Dataset and replication package for the empirical study of programming challenges of building deep learning applications (ISSRE 2019)
Run the code with
$ python run_model.py
You can change the configures in run_model.py
, including the data_path
, log_dir
, max_utt_len
, etc. The important parameters are
add_manual -- defines the weights of manual keywords in class prediction
top_keyword -- means the number of top words to consider (ranked by tf-idf)
only_title -- means whether or not involve post content or only title
use_major_label -- indicates whether use the first label or all the labels for a post
lemm -- whether or not do lemmatization
remove_other -- whether remove the posts labeled with "Other" category
All the data used in this study can be downloaded from this link. You can put the folder in the master directory, i.e., ../data
. The dl_framework_stackoverflow_questions
file contains all the 39,628 studied deap-learning-related questions on Stack Overflow. The Manual_Inspection.xlsx
file iincludes the labeled 715 questions on three deep learning platforms. The meta-data.csv
file saves the meta data for each question, such as the response time. The manually labeled keywords are listed in ../data/sto/keyword.csv
. Other files are generated files during running.

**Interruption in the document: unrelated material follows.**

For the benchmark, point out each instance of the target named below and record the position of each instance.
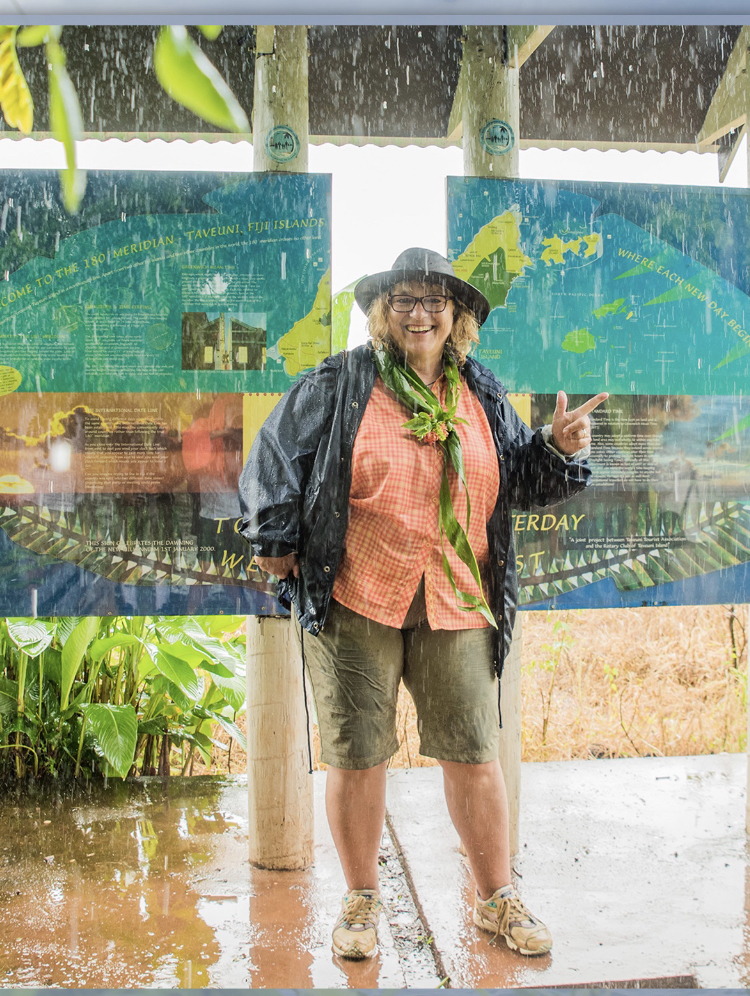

Please cite our ISSRE paper if you use our method / datasets in your work
@inproceedings{zgmlk2019stoissre,
title={An empirical study of common challenges in developing deep learning applications},
author={Tianyi Zhang and Cuiyun Gao and Lei Ma and Michael R. Lyu and Miryung Kim},
booktitle={Proceedings of the 30th International Symposium on Software Reliability Engineering, {ISSRE} 2019},
year={2019}
}